The real difficulty is to find the proper order of the nodes. I searched and searched but couldn't find a way to find the right order a posteriori.... so that means we will have to get that information during the transformation from an object of class hclust to an object of class phylo.

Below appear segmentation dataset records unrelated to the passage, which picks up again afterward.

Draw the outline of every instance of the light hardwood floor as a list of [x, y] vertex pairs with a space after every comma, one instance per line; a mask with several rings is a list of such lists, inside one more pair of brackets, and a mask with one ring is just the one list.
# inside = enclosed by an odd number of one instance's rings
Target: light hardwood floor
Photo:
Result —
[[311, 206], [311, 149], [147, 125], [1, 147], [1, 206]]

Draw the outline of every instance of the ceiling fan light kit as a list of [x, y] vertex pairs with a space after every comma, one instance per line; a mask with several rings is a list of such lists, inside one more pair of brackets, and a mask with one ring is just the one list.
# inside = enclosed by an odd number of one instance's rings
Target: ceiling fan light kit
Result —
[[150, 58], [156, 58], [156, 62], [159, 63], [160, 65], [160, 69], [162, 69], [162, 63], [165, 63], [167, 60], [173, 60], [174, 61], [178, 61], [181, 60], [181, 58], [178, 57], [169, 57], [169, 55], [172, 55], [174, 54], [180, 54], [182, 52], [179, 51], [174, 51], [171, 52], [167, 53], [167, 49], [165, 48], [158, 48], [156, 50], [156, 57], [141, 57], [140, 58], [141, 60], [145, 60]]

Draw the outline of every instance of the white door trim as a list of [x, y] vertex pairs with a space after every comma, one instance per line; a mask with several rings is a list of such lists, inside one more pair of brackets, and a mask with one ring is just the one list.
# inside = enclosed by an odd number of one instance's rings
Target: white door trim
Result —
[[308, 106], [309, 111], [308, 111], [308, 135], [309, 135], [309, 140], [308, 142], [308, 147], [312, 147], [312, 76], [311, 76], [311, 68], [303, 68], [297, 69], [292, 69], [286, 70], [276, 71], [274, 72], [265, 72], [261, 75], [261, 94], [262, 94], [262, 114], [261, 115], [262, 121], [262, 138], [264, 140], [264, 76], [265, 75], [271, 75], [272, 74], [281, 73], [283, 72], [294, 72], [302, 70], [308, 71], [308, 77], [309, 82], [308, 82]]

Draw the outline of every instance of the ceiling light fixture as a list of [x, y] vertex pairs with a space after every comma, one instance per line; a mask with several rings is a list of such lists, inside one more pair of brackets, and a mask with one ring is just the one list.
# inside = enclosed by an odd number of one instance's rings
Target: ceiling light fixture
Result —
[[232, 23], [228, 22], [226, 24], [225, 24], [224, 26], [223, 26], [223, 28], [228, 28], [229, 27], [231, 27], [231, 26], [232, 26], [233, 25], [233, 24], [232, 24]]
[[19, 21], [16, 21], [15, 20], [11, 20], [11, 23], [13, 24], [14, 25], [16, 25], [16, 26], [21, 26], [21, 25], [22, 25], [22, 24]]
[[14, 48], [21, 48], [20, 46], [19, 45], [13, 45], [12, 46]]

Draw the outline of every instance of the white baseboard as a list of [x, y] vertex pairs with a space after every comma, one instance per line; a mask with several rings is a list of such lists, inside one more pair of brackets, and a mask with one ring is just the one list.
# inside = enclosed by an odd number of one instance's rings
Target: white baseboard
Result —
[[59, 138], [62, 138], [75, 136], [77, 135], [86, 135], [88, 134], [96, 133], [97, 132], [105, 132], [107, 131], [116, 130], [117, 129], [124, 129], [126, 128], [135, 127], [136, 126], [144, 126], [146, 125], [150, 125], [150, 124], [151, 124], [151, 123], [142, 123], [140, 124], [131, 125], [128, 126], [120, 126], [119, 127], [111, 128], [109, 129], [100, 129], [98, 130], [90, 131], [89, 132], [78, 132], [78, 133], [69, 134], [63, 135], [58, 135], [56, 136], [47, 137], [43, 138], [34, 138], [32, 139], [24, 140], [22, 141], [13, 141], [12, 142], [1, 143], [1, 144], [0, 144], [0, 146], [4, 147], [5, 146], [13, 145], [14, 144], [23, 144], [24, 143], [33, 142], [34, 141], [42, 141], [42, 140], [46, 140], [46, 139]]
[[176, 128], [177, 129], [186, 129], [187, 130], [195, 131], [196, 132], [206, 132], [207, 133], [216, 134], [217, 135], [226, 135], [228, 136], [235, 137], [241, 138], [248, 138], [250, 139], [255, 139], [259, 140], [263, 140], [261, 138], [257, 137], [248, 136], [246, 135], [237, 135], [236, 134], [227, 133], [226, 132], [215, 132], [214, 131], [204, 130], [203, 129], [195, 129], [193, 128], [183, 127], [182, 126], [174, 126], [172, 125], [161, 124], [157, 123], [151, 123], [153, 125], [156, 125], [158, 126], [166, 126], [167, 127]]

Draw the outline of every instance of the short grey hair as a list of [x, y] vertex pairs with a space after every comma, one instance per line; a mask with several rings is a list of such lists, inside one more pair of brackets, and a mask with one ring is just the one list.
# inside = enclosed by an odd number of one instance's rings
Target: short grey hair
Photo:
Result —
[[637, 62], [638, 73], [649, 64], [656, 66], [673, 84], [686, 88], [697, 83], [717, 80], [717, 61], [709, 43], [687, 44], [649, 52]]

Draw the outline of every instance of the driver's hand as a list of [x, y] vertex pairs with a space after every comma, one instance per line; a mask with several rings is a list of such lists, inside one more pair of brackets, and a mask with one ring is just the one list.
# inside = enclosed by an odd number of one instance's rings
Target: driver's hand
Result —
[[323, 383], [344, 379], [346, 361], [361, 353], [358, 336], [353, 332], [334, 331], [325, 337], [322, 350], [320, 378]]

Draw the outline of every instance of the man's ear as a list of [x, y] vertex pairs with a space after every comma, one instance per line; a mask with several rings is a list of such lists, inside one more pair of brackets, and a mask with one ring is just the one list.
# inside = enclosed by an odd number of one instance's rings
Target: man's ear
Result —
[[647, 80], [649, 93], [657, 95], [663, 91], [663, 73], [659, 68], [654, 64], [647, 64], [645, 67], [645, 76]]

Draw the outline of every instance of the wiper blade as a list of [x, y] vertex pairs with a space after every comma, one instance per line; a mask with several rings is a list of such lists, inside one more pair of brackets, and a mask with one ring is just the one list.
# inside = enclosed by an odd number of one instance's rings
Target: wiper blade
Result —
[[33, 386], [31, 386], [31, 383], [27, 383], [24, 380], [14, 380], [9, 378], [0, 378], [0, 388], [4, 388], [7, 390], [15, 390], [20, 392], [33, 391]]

And luckily, if you look into the function as.phylo.hclust, there is a vector containing the nodes index in their correct order vis-à-vis the previous hclust object:
> as.phylo.hclust
function (x, ...)
{
N <- dim(x$merge)[1]
edge <- matrix(0L, 2 * N, 2)
edge.length <- numeric(2 * N)
node <- integer(N) #<-This one
...
Which means we can make our own as.phylo.hclust with a nodenames parameter as long as it is in the same order as the nodes in the hclust object (which is the case in your example since pvclust keeps a coherent order internally, i. e. the order of the nodes in the hclust is the same as in the table in which you picked the bootstraps):
# NB: in the following function definition I only modified the commented lines
as.phylo.hclust.with.nodenames <- function (x, nodenames, ...) #We add a nodenames argument
{
N <- dim(x$merge)[1]
edge <- matrix(0L, 2 * N, 2)
edge.length <- numeric(2 * N)
node <- integer(N)
node[N] <- N + 2L
cur.nod <- N + 3L
j <- 1L
for (i in N:1) {
edge[j:(j + 1), 1] <- node[i]
for (l in 1:2) {
k <- j + l - 1L
y <- x$merge[i, l]
if (y > 0) {
edge[k, 2] <- node[y] <- cur.nod
cur.nod <- cur.nod + 1L
edge.length[k] <- x$height[i] - x$height[y]
}
else {
edge[k, 2] <- -y
edge.length[k] <- x$height[i]
}
}
j <- j + 2L
}
if (is.null(x$labels))
x$labels <- as.character(1:(N + 1))
node.lab <- nodenames[order(node)] #Here we define our node labels
obj <- list(edge = edge, edge.length = edge.length/2, tip.label = x$labels,
Nnode = N, node.label = node.lab) #And you put them in the final object
class(obj) <- "phylo"
reorder(obj)
}
In the end, here is how you would use this new function in your case study:
bootstraps <- (round(y$edges,2)*100)[,1:2]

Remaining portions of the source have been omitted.